Dollar’s bullish run could see more extensions
Stock and bond trading will resume at normal hours today in the US, as European traders will remain out of the office to celebrate Easter Monday.
Following the stellar NFP release on Friday, the ISM non-Manufacturing PMI for March will probably extend its upward trajectory comfortably within the expansion area at 14:00 GMT, backing the progress outlined by the Markit PMI readings, which will also see their final revision a few minutes before the ISM services number today.
Traders, however, have already acknowledged that the US recovery is optimistically diverging from those in other regions thanks to the progressing vaccination program and the trillions of dollars of fiscal stimulus provided by President Biden. The new $2.25 trillion infrastructure plan unveiled last week may face some resistance from Republicans. But with the European Union and emerging economies squeezed by new lockdowns and the slow pace of vaccinations, which may consequently lead to additional political dramas, the US may keep magnetizing investors’ confidence despite the issue of tax increases, maintaining support under the US dollar.
Hence, although dollar/yen is stable today around the 110.84 barrier, there is a good reason to follow its robust bullish trend, especially as US Treasury yields keep over-performing, making other bonds and gold less attractive. Gold is currently shaping a bullish double bottom pattern on the daily chart, though the path higher could be rocky and long for a trend reversal.
In other commodities, crude oil prices were down by almost 2.0% as copper was soaring by 2.91%. The Canadian dollar, managed to post gains against the greenback despite the sell-off in oil.
Futures tracking the S&P 500, Nasdaq and Dow Jones are currently pointing to a mildly positive open on Wall Street after a long weekend.
Boris Johnson to continue reopening phase
Elsewhere, the British Prime Minister is scheduled to reveal the Step 2 of the reopening phase later today, likely allowing restaurants, pubs, and non-essential shops to resume operations under capacity controls while opening the taps for international travel and Covid passports. The outlook for the UK economy remains in the green zone as the vaccination program has been outpacing the rest of Europe, though some caution is warranted as the blood clotting symptoms from the AstraZeneca/ Oxford injections are closely watched despite the country fully implementing the jab.

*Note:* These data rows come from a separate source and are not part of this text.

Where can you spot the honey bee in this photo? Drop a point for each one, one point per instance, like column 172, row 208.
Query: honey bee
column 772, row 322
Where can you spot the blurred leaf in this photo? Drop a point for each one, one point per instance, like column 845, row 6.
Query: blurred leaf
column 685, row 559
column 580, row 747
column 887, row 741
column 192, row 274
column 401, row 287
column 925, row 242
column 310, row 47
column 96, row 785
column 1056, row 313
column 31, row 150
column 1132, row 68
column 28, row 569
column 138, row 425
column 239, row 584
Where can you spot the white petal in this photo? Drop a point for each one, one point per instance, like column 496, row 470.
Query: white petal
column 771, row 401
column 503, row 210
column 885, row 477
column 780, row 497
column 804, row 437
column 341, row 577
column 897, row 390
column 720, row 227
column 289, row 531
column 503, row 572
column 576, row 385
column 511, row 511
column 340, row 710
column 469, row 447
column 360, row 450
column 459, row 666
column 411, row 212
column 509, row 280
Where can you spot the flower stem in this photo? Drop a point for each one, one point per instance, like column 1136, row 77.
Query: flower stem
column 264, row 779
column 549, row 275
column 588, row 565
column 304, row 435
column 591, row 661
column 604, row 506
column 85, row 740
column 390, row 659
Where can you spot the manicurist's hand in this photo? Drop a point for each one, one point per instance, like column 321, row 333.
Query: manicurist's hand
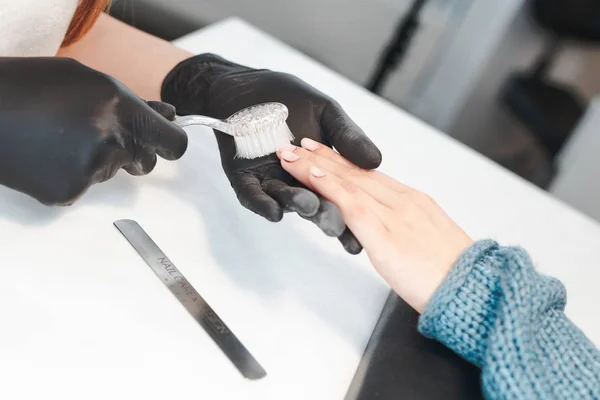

Pound/dollar climbed slowly to a two-week high of 1.3867, while euro/dollar was struggling to extend last week’s rebound above 1.1758. Euro/pound continued to sail southwards in the absence of any obstacles, unlocking a new one-year low of 0.8471.
RBA to stand pat on policy
During the early Asian trading hours, the Reserve Bank of Australia will announce its policy decision at 05:30 GMT but policymakers are unlikely to change their accommodative strategy although the heavy intervention in the asset purchase program last month signaled that the global bond sell-off crossed a red line for RBA. The rising commodity prices and the low infection numbers provide some footing for the aussie, though with the pace of vaccinations lagging those in other key economies, downside risks remain in the background for the currency. Technically, a decisive close below the 0.7600 – 0.7550 area could spark the next bearish cycle against the greenback.